Le recenti prestazioni lo hanno reso ottimista riguardo alle sue capacità. “Oggi avrei potuto segnare due, tre gol in più. Isso mi dimostra che sono ancora un giocatore che può giocare ad alto livello anche con un infortunio così grave”, ha rivelato. Jesus ha anche menzionato il suo continuo lavoro di preparazione mentale e fisica per mantenersi in forma.

Le principali tappe fondamentali del ripristino di Jesus includono:

  • Retorno in campo dopo un prolungato infortunio nella stagione 2024/2025
  • Participação nelle partite Champions League dalla prima partita dopo il ritorno
  • Atuação da titolare in impegni decisivi come il round finale di Premier League
  • Manutenção con ritmo offensivo nonostante i periodi da sostituto

Resilienza Pressão e Arsenal

Jesus ha risposto alle critiche sul presunto “spuntamento” di Arsenal nei momenti cruciali di Premier League. Ele ha contestualizzato la difficoltà di vincere il campionato inglese dopo 22 anni senza titolo. “Non è facile. Estamos parlando del campionato più competitivo del mondo, che ha squadre giganti e squadre che lottano per la metà della classifica possono toglierti punti, è un campionato molto difficile”, ha affermato.

L’attaccante ha sottolineato che la pressione vissuta dalla squadra riflette il corretto lavoro svolto. “Ciò dimostra che abbiamo lavorato nella giusta direzione e che Deus ha benedetto il percorso”, ha affermato. Ele ha bilanciato la celebrazione del titolo con la preparazione per la prossima grande sfida del club.

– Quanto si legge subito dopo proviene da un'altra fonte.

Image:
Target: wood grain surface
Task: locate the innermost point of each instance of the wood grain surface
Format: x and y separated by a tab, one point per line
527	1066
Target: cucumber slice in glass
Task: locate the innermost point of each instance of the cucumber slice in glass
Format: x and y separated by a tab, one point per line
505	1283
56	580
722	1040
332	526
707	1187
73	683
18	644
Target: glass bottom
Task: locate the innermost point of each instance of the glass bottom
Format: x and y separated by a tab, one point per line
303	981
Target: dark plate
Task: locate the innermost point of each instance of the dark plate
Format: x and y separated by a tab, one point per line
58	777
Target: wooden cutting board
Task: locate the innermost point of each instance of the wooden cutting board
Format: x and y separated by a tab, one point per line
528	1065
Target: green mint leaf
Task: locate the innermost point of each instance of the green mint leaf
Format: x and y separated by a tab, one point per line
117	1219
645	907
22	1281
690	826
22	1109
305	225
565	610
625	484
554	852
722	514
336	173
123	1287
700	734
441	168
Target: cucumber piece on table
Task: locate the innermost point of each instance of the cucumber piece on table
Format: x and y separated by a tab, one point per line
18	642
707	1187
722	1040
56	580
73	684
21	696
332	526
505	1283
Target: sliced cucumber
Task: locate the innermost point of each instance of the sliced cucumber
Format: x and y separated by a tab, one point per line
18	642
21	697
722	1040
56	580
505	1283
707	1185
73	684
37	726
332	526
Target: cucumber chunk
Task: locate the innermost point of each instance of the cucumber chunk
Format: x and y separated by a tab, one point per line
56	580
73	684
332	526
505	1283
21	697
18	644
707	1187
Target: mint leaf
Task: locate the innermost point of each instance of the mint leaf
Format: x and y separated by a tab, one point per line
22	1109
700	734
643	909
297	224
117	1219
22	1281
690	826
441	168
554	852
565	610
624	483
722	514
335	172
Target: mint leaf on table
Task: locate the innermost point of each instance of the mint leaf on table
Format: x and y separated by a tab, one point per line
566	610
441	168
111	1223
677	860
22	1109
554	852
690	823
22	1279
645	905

Foco nella finale dell’Champions contro il PSG

Con Premier League conquistato, Jesus ha rivolto l’attenzione alla finale di Champions League contro Paris Saint-Germain. “Quest’anno è stata una testimonianza della resilienza, non solo dell’Premier League, ma anche del raggiungimento della finale dell’Champions League per la seconda volta”, ha osservato. Il brasiliano ha elogiato il gruppo per la sua capacità di gestire molteplici pressioni in una stagione impegnativa.

“C’è da congratularsi con questo gruppo, c’è da congratularsi con questa squadra. Agora è per celebrare Premier League, cosa che cercavamo da tanto. Da lunedì e martedì si tratta di concentrarsi sul PSG”, ha concluso. La sequenza degli obiettivi chiarisce che Arsenal continua ad avere grandi ambizioni su due fronti competitivi.